L’Union nationale des associations familiales (UNAF) désapprouve la politique d’immigration menée par le gouvernement

Le Parlement a définitivement adopté, mi-mai, le projet de loi relatif à l’immigration, à l’intégration et à la nationalité. Ce nouveau texte représente « la cinquième loi prise depuis ces sept dernières années sur l’immigration, sans avoir fait sensiblement évoluer la situation dans notre pays », observe, dubitative, l’Union nationale des associations familiales (UNAF). Ce texte de loi comporte des mesures sur la nationalité, les expulsions, les conditions de vie des étrangers et les mariages « gris », qui «  posent des questions de fond sur le droit de vivre en famille, le sort réservé aux enfants et aux malades », expliquent les associations familiales. L’UNAF défend le droit de vivre en famille et le droit au regroupement familial, considérant que « cette pratique facilite l’intégration et l’adaptation à la société française, ainsi que l’apprentissage de la langue. »

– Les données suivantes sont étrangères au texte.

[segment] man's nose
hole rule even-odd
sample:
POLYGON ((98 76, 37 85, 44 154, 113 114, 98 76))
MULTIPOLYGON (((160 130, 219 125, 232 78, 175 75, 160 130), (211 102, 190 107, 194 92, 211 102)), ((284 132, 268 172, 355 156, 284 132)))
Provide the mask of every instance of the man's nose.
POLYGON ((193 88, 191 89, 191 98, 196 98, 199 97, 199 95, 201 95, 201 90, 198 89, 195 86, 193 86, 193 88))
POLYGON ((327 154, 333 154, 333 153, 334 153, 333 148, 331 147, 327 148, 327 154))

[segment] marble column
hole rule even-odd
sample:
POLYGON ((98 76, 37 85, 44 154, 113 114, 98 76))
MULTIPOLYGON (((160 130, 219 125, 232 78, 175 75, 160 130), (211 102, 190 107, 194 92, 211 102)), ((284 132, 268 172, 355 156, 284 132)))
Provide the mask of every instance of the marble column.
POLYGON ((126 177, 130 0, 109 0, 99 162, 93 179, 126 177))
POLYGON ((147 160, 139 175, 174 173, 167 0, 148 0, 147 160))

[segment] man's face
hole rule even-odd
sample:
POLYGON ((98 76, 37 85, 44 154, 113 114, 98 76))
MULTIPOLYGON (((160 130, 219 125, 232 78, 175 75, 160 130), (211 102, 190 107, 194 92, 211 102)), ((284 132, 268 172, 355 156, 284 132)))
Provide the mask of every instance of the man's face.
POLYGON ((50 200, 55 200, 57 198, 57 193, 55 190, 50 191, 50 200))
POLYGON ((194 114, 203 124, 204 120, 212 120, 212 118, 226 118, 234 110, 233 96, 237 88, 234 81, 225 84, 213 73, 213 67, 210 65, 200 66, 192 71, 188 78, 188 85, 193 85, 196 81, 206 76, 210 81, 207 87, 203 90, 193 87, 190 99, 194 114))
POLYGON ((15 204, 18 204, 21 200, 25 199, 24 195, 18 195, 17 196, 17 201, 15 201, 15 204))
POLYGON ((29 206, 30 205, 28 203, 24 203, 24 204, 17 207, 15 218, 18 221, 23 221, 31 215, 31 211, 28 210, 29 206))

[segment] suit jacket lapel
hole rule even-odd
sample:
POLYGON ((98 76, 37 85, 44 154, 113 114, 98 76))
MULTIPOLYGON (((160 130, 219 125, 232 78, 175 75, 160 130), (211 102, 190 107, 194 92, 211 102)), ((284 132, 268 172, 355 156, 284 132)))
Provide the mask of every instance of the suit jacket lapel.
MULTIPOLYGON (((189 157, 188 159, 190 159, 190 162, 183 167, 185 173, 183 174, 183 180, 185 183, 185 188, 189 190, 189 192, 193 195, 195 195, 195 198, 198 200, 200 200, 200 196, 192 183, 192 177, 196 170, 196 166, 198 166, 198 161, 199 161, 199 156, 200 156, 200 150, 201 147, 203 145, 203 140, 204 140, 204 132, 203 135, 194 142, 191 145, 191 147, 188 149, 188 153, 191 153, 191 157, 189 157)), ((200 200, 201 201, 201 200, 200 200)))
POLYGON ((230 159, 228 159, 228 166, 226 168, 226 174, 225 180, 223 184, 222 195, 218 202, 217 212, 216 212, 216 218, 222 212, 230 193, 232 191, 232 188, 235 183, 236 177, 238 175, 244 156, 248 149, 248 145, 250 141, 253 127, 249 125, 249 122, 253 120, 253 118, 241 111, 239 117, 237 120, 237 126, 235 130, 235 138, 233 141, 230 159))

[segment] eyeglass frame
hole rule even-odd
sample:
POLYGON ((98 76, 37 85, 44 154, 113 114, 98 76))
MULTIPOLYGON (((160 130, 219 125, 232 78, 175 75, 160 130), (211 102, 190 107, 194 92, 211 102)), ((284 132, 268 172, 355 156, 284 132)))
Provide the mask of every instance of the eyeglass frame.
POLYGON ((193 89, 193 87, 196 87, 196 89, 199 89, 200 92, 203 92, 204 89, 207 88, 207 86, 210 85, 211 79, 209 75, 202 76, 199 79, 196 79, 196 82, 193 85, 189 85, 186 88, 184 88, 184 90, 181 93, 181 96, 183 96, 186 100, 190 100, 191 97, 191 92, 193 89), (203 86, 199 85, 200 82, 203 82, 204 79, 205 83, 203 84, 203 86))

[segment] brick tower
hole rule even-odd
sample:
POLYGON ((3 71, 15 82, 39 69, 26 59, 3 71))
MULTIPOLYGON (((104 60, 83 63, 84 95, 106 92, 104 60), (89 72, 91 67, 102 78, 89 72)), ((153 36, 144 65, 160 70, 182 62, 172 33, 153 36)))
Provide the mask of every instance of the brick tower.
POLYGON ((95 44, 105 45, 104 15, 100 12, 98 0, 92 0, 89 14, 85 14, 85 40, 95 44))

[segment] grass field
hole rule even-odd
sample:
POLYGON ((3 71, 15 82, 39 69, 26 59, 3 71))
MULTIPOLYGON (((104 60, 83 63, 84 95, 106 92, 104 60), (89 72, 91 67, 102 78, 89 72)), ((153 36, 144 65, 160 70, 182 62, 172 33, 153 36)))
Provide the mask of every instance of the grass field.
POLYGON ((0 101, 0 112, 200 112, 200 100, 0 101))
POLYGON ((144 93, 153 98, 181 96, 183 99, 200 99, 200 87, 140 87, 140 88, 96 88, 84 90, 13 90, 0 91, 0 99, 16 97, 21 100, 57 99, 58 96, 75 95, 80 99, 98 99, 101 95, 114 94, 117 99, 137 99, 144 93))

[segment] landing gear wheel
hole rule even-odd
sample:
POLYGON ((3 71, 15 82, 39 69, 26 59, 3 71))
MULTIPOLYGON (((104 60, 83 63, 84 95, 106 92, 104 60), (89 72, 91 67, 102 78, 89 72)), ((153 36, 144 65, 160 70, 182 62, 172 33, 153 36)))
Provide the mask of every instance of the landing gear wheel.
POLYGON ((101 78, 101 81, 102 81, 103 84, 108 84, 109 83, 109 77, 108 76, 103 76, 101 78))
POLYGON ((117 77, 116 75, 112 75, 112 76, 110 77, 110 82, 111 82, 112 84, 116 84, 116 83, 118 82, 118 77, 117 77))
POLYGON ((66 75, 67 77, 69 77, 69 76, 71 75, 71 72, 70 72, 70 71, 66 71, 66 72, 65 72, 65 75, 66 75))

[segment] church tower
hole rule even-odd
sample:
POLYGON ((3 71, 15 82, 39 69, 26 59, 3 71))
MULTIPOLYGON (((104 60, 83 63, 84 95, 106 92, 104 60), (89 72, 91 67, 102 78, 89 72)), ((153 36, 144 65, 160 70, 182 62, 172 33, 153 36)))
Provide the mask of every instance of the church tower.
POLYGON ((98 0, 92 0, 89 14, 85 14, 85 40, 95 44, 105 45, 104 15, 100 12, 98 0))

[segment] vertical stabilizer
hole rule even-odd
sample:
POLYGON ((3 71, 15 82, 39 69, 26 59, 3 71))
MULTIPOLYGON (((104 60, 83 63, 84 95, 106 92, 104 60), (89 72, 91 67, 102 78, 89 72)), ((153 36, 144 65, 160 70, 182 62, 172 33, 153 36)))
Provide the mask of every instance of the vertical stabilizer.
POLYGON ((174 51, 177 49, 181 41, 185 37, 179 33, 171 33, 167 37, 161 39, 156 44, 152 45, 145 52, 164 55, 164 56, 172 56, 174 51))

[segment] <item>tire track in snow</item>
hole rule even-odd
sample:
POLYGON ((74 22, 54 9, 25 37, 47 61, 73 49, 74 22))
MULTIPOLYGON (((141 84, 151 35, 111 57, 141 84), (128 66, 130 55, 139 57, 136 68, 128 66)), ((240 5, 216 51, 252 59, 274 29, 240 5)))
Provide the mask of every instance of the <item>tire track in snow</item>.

Depuis le 1er décembre 2008, en application de la loi du 20 novembre 2007, des mesures ont fixé les modalités du Contrat d’accueil et d’intégration familles (CAIF). L’UNAF a contribué à la définition des sessions d’information qui devaient précéder la signature de ces contrats par les candidats au regroupement familial. « Or ces contrats ne sont toujours pas mis en œuvre. Dans ces conditions, à quoi sert de voter une nouvelle loi alors que les précédentes ne sont pas appliquées ? », interroge l’association.
Au final, à l’examen de l’ensemble du texte, l’UNAF « le désapprouve, tant dans son esprit que dans sa forme, et insiste pour une mise en œuvre effective du Contrat d’accueil et d’intégration pour la famille. » Le projet de loi est actuellement soumis au Conseil constitutionnel.